The cultivation center of a model mushroom farmer. Reading this week:

  • Star.Ships: A Prehistory of the Spirits by Gordon White
  • Death in the Clouds by Agatha Christie

This week I attended the mushroom workshop. This took place in Lusaka and is another thing I’m pretty excited about implementing in the village. Although the workshop itself was a Peace Corps event, the training was conducted by China Aid, the PRC’s international development agency. This marks a new stage in my historically tumultuous relationship with the PRC. But anyways.
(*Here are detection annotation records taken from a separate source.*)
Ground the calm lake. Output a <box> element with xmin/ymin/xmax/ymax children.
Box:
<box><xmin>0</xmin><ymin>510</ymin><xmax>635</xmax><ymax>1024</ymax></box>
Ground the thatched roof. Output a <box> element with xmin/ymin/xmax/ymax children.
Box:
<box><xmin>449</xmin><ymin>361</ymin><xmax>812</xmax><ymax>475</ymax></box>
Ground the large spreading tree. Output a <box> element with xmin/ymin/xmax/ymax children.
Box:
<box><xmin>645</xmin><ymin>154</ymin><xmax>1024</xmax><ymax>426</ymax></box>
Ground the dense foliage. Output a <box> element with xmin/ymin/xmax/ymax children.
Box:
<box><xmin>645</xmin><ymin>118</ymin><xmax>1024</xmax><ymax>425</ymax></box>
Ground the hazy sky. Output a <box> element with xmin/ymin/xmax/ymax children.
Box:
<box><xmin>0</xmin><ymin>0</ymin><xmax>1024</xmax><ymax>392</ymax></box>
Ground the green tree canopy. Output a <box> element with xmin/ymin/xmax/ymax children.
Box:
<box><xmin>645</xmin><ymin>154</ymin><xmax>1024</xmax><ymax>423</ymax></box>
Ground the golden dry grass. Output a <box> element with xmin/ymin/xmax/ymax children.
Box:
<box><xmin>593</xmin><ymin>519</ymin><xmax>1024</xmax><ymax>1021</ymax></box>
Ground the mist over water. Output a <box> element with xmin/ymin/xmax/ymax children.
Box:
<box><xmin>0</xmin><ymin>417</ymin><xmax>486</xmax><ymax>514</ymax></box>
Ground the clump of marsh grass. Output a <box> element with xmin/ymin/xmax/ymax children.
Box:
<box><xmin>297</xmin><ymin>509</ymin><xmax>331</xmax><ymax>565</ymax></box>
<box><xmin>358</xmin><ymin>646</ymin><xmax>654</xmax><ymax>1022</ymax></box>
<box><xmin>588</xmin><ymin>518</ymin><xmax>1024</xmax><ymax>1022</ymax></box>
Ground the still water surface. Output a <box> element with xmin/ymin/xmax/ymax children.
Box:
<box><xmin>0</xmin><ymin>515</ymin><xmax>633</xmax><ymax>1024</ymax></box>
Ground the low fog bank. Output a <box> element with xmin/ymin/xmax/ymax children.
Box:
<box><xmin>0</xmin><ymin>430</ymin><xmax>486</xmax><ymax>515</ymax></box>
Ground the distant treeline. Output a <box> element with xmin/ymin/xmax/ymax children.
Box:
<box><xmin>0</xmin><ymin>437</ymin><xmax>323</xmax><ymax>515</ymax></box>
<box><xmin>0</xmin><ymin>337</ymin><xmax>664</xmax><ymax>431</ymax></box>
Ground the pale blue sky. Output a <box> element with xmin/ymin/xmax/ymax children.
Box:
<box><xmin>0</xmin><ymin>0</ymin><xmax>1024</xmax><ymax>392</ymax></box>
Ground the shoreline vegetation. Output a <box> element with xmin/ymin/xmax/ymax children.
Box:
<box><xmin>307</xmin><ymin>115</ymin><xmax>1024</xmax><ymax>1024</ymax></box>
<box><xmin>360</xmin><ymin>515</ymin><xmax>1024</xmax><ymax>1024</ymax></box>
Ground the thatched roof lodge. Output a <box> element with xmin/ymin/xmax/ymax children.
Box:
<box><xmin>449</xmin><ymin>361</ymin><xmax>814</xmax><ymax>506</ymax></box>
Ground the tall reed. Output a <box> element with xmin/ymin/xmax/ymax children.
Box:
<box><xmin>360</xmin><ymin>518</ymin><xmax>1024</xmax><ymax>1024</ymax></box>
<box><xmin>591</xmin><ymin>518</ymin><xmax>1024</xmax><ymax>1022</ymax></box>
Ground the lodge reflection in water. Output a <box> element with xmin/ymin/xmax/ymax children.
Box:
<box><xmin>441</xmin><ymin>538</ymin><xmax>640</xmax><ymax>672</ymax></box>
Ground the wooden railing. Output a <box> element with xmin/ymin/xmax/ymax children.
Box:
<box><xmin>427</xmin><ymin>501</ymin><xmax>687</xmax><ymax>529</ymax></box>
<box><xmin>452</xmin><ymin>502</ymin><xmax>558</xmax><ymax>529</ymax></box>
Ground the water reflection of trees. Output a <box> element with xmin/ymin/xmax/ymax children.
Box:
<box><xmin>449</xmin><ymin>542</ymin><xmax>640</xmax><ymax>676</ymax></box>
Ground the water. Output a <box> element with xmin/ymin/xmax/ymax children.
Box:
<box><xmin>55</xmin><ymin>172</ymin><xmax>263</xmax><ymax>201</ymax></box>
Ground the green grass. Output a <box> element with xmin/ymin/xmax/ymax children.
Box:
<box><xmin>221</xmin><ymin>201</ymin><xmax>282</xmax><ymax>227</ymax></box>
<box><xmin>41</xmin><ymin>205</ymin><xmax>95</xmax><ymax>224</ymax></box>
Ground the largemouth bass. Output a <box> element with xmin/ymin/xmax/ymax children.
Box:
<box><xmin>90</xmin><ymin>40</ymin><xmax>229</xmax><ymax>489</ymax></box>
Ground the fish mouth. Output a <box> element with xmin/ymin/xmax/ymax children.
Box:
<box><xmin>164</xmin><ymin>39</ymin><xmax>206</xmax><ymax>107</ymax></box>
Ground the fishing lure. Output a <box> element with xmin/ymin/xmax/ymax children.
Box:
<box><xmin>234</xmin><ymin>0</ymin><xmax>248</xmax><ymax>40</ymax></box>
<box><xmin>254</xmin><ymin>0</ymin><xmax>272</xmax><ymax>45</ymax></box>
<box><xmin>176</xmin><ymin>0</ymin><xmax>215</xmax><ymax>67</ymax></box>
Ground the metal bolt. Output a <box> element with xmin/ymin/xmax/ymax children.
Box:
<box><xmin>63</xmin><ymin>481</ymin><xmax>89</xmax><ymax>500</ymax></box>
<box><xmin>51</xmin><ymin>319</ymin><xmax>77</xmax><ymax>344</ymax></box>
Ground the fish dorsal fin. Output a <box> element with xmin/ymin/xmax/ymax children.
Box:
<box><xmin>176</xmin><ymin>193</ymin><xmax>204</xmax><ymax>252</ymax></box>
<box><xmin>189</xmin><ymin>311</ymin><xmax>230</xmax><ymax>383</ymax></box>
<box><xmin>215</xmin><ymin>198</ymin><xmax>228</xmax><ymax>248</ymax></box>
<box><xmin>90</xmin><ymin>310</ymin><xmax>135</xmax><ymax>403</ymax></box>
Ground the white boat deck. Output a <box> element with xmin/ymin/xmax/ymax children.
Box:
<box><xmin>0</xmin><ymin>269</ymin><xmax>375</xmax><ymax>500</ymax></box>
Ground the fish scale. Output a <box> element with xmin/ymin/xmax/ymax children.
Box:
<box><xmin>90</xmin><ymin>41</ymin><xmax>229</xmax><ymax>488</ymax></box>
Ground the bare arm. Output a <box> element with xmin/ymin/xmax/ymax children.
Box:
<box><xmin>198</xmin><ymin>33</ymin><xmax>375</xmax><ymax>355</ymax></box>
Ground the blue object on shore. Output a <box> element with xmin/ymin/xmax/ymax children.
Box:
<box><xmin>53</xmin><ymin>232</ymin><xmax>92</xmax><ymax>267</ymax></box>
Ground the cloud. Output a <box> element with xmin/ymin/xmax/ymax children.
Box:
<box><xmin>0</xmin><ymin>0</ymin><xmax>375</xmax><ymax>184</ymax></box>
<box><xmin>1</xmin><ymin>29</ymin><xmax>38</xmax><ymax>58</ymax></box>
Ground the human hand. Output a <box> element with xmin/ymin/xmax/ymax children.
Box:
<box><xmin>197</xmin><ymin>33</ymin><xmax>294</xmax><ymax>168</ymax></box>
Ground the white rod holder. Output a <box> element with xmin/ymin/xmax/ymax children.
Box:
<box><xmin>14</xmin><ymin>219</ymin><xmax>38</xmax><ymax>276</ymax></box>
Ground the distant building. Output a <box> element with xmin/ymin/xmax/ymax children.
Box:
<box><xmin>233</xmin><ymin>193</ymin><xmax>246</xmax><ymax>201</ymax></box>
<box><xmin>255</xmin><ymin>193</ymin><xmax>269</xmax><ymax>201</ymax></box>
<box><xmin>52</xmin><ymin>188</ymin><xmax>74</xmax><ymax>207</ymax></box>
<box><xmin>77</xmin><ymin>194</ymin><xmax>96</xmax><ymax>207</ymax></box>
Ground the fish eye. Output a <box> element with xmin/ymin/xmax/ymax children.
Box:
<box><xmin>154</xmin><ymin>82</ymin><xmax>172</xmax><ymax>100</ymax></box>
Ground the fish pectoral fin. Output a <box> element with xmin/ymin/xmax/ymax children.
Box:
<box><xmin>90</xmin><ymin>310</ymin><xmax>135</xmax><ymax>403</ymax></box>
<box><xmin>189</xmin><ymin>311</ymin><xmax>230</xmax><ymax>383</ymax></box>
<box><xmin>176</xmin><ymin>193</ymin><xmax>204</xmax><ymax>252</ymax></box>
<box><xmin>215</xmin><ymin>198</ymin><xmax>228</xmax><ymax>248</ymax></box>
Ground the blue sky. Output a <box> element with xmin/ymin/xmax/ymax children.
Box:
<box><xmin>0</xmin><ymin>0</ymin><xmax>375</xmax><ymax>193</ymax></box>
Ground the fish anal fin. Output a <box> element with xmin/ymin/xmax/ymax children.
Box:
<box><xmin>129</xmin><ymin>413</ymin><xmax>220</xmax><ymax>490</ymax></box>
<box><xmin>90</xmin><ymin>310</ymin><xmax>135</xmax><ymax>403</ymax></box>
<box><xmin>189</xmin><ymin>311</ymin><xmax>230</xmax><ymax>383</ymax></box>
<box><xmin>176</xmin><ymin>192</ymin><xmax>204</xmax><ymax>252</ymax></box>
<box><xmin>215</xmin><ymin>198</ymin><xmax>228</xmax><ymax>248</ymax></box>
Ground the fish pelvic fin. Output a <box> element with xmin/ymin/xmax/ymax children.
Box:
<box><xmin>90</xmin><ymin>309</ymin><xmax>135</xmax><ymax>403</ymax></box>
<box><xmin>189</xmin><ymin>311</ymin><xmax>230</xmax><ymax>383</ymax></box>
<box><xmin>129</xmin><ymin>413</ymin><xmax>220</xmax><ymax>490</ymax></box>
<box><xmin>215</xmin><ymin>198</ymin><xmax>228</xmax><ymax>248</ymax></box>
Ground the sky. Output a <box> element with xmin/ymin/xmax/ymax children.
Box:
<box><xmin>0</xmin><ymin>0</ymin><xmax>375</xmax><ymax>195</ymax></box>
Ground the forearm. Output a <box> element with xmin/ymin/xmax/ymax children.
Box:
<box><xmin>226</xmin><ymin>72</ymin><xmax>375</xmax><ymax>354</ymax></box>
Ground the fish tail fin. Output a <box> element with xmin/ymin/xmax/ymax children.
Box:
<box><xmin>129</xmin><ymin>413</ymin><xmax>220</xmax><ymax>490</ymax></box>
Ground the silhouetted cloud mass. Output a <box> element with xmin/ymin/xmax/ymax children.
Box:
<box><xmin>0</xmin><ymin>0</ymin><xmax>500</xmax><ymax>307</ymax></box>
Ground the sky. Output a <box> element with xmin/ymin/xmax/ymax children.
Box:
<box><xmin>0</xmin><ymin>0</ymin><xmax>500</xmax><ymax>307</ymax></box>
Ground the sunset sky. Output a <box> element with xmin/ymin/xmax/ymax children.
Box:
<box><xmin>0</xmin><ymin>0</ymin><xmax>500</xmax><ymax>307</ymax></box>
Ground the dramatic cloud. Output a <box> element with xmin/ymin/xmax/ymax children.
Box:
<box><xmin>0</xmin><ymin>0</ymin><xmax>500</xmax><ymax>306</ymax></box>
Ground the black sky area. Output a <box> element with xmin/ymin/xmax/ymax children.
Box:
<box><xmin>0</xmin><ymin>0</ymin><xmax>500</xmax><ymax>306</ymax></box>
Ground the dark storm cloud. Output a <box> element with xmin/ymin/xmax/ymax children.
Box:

They have a big research center on the outskirts of Lusaka, and from the looks of it focus on agricultural techniques (and the growing of Chinese vegetables, from the looks of their garden; I spent some time thinking about stereotypical things to focus on, development-wise *cough* JICA and rice *cough,* but that’s probably a topic best left to scholars or whatever). One of their big specialties is mushroom growing, and that’s of course why we were there. Mushrooms can be a pretty excellent crop for a farmer. They grow on agricultural waste products, like corn cobs or elephant grass, are easy to grow, are rich in vitamins and stuff, and sell pretty well. China Aid will sell, at a low price, bags of cultivated mushroom mycelium. All the farmer does with these is cut a few holes and wait for mushrooms to grow. This isn’t really very sustainable, because the farmer would have to keep buying these cultivated mycelium all the way from Lusaka (and transport them to their farm, like I did; they’re basically bags of mold and it was a little weird to carry around). So the workshop focused on mushroom spawning. My biggest criticism of the workshop is that it wasn’t very village-based. They did talk about the technologies you would use in the village, but it was mostly along the lines of “…and if you don’t happen to have an autoclave, you can use an old oil drum!” However, with work, it does seem very possible in the village to grow mushrooms all the way from scratch, eliminating the need to buy cultivated products from China. I am excited to give it a whirl. Maybe once I am back in the States I can use my skills to sell like artisan mushrooms and the local farmer’s market. Hand crafted! On a final note, the other awesome part of the China Aid research complex is a sweet basketball court. We had driven by the place many times but never seen anyone play, until now. Between sessions there was a pickup game or two, which for any passerbys must have been kinda confusing. But there we go.